What Lichens Eat
The fungus portion of lichen is dominant in the relationship, called the mycobiont. It's composed of a tightly packed string-like fibers called hyphae which looks like a sheet of tissue. The hyphae absorb nutrients deposited on surroundings and feed on the algae. Algae is submissive in the relationship, completely controlled by the fungus, called the photobiont. It makes its own food through photosynthesis which is process of converting light energy into chemical energy and storing it as a sugar bond.
Types
The type of lichen corresponds to the type of thallus that the fungus produces to house the algae. Foliose lichen has a leaf like thallus that's loosely attached to the surface on which it's growing. Crustose lichen are tightly packed and forcefully attached to the surface on which they grow. Furthermore crustose lichen make up 75 percent of all lichen on the planet. Fruticose lichen grow upright and look like puffy shrubs or long, hair-like strands that hang from tree branches.
Growth
Lichens grow incredibly slow; the fastest lichen adds only 30mm to its length in a year.
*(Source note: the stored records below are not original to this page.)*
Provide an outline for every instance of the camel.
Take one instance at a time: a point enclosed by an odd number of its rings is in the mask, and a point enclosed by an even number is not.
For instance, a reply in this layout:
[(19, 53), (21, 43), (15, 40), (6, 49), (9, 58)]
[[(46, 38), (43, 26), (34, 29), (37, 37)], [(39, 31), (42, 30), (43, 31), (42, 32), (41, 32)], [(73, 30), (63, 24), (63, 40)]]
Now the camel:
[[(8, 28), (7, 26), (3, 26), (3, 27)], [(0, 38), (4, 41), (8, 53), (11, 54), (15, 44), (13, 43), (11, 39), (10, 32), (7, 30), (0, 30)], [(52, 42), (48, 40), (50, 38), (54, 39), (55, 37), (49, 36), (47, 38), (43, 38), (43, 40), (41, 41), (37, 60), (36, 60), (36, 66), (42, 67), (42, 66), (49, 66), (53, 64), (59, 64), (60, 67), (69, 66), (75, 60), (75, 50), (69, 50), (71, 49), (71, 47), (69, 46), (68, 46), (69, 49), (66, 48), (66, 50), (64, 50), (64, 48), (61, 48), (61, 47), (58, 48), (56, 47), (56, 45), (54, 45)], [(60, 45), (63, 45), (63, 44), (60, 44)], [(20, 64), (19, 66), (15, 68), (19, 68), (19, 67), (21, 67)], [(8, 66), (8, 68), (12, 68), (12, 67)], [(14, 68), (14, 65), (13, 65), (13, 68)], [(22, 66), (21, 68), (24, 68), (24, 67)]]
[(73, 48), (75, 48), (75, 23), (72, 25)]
However, the symbiosis allows lichen to survive for extremely long periods of time. In fact a species of lichen found in western Greenland has been estimated as 4, 500 years old. During a dry period lichen survives because the fungus is capable of storing two to three times its weight in water within the hyphae. The hyphae can also store extra sugars and nutrients absorbed from the algae for times of drought.
Reproduction
While they survive together, the algae and fungus reproduce separately. The algae reproduces asexually through mitosis which is the splitting of a single cell into two identical cells. The fungus reproduces sexual. The hyphae contain two mating strains called the plus and minus. The stains fuse to produce a nuclei that divides multiple times to form spores. When ready the spores are carried away by the wind to germinate in a new place.